Il s’assit au sol, le dos contre le radiateur, les mains enserrant ses genoux, songeant au grand-oncle ainsi calé dans un creux de rocher. Il lui fallait se concentrer, fixer un point, plonger son œil au plus profond sans lâcher prise. Revenir à la première apparition du Trident, à la rafale initiale. Lorsqu’il parlait de Rembrandt donc, lorsqu’il expliquait à Danglard la faille de l’affaire d’Hernoncourt. Il se repassa cette scène en esprit. Autant mémoriser les mots exigeait de lui un effort laborieux, autant les images s’incrustaient aisément en lui comme des cailloux dans la terre molle. Il se revit assis sur l’angle du bureau de Danglard, il revit le visage mécontent de son adjoint sous son bonnet à pompon tronqué, le gobelet de vin blanc, la lumière qui venait de la gauche. Et lui, parlant du clair-obscur. Dans quelle attitude ? Bras croisés ? Sur les genoux ? Main sur la table ? Dans les poches ? Que faisait-il de ses mains ?

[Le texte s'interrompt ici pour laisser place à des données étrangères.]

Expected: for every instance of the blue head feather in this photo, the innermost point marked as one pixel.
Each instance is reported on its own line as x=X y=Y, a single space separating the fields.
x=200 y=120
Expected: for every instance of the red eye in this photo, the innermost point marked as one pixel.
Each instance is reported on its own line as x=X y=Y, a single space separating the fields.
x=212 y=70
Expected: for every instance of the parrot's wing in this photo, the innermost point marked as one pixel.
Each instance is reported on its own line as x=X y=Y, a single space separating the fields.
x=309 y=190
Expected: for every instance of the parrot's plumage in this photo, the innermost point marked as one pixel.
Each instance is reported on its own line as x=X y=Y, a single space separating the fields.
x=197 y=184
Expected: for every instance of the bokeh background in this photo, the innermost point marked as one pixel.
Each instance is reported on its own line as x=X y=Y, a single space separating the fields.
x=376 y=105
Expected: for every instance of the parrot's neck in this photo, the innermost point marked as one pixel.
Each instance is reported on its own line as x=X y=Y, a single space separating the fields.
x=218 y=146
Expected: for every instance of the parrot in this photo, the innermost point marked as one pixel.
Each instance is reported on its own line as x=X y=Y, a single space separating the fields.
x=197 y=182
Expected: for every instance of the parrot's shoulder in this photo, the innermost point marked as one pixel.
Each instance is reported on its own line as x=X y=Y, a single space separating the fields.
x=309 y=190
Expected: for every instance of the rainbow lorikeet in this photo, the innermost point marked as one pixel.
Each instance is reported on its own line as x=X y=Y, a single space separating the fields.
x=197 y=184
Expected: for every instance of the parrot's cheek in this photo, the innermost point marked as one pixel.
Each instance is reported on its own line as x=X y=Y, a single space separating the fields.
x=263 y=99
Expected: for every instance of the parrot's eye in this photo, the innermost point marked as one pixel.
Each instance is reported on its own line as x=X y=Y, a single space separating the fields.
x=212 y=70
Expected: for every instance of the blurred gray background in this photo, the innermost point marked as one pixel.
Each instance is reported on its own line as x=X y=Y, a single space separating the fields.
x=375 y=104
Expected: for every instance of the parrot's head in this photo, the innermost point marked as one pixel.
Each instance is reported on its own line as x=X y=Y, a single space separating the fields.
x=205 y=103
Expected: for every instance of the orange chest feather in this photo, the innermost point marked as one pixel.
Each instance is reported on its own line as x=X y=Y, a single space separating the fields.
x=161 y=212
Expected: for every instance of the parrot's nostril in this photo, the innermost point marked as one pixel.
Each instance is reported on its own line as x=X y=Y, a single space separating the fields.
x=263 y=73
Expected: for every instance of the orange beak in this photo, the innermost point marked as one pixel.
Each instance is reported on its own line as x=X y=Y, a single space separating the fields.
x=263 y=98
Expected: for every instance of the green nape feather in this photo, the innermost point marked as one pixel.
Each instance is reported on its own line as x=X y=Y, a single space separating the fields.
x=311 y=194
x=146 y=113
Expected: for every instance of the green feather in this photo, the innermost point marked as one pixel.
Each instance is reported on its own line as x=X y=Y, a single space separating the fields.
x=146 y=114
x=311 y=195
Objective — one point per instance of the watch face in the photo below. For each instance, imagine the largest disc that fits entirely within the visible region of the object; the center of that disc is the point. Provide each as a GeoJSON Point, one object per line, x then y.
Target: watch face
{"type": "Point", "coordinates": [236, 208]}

Il tenait un journal. Il l’avait attrapé sur la table, déplié, et feuilleté sans le voir durant sa conversation. Sans le voir ? Ou bien au contraire en le regardant ? Si fort qu’une lame de fond avait jailli de sa mémoire ?


Adamsberg consulta sa montre, cinq heures vingt du matin. Il se releva rapidement, réajusta sa veste chiffonnée et sortit. Sept minutes plus tard, il déverrouillait l’alarme du portail et pénétrait dans les locaux de la Brigade. Le hall était glacé, le spécialiste qui devait venir à dix-neuf heures n’était pas venu.

Il salua le planton de garde et se glissa sans bruit dans le bureau de son adjoint, évitant d’alerter l’équipe de nuit de sa présence. Il n’alluma que la lampe du bureau et chercha le journal. Danglard n’était pas homme à le laisser traîner sur sa table et Adamsberg le trouva rangé dans le meuble classeur. Sans prendre le temps de s’asseoir, il en tourna les pages en quête de quelque signe neptunien. Ce fut pire. En page sept, et sous le titre « Une jeune fille assassinée de trois coups de couteau à Schiltigheim », une mauvaise photo révélait un corps sur une civière. En dépit de la trame clairsemée du cliché, on distinguait le pull bleu pâle de la jeune fille et, au haut du ventre, trois trous rouges en ligne.

Adamsberg contourna la table et s’assit dans le fauteuil de Danglard. Il tenait entre les doigts le dernier fragment du clair-obscur, les trois blessures entraperçues. Cette marque sanglante tant de fois vue par le passé, signalant le passage du tueur qui gisait dans sa mémoire, inerte depuis seize ans. Que cette photo avait réveillé en sursaut, déclenchant la terrible alarme et le retour du Trident.

À présent, il était calme. Il ôta la feuille du quotidien, la plia et la fourra dans sa poche intérieure. Les éléments étaient en place et les rafales ne reviendraient plus. Pas plus que le Trident, exhumé sur un simple croisement d’images. Et qui, après ce bref malentendu, irait rejoindre sa caverne d’oubli.